James D. Forrester wrote:
geni wrote:
On 11/12/05, Delirium delirium@hackish.org wrote:
There's an informal (formal?) rule that if a majority of arbitrators ever recuse on a case, they all are automatically unrecused. The justification is that, in all probability, a situation that
resulted in
a user having personal conflicts with nearly every single
arbitrator is
more likely to be the fault of the user than the fault individually of every arbitrator. A more practical justification is that it serves
as a
deterrent to trying to "win" a case by forcing everyone to recuse.
No. Last time we disscussed this the general conclusion was that we would call up past arbcom members and people from other languages if posible. The solution you list runs into the problem that if you have multiple sibjects to abitration it is posible for none of them to have gone overboard in disputes.
Erm. What on Earth do you mean, "no"? Mark was entirely correct - that is exactly the policy we came up with back in January 2004, when we wrote the policies in the first place.
That was the policy as it existed in its original draft form, but not the policy that was actually adopted. The provision for "unrecusing" already recused arbitrators was dropped from the policy based on my objections, see [[Wikipedia talk:Arbitration policy comments]]. I refuse to accept that this could be policy, formal or informal, since it's never been done in practice and was specifically objected to at the time.
The better approach is simply for arbitrators not to recuse themselves over trivial issues, or when they have merely been targeted by the editor in question. For these reasons, I support the refusal of Kelly Martin to recuse herself in the Silverback case. The conduct of the arbitrator, not the person whose conduct is being arbitrated, is what determines the necessity of recusal.
Geni is correct that in March there was some discussion of how to deal with arbitrator recusals.
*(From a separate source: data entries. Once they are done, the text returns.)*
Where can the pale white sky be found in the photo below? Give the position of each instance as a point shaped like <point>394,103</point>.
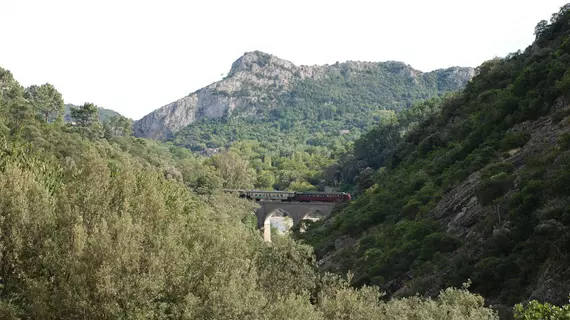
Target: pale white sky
<point>136,56</point>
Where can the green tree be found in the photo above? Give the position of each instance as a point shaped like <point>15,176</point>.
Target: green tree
<point>46,101</point>
<point>234,170</point>
<point>116,126</point>
<point>86,115</point>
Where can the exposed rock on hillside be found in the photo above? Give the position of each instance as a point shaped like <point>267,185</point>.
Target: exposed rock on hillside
<point>256,80</point>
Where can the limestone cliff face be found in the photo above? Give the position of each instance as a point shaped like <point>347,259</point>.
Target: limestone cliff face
<point>258,77</point>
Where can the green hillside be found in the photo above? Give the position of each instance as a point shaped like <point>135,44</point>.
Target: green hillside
<point>97,224</point>
<point>104,114</point>
<point>303,129</point>
<point>478,191</point>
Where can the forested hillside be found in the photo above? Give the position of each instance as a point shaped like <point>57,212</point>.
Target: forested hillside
<point>97,224</point>
<point>291,121</point>
<point>478,191</point>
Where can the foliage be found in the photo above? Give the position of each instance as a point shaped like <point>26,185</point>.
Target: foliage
<point>486,141</point>
<point>535,310</point>
<point>111,226</point>
<point>304,128</point>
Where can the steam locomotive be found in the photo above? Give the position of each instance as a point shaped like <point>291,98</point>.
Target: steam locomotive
<point>288,196</point>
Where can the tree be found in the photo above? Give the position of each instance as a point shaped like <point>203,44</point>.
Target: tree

See this message I posted about the issue: http://mail.wikipedia.org/pipermail/wikien-l/2005-March/020510.html My proposal received some acclaim, but I wouldn't say it was formally adopted, and in practice we've never had occasion to need it. I still think the "all arbitrators have to recuse themselves" scenario is pretty chimerical.
However, I maintain that we could benefit greatly from developing a group of temporary arbitrators, or magistrates, for the purpose of reducing the workload, filling in for recusals, and allowing cases to be handled by smaller panels. It would also get us out of the dilemma we currently have, between elections where we as a community make guesses about who's qualified and will actually do the work, or having Jimbo appoint everyone based on his own guesses and the advice of those he trusts.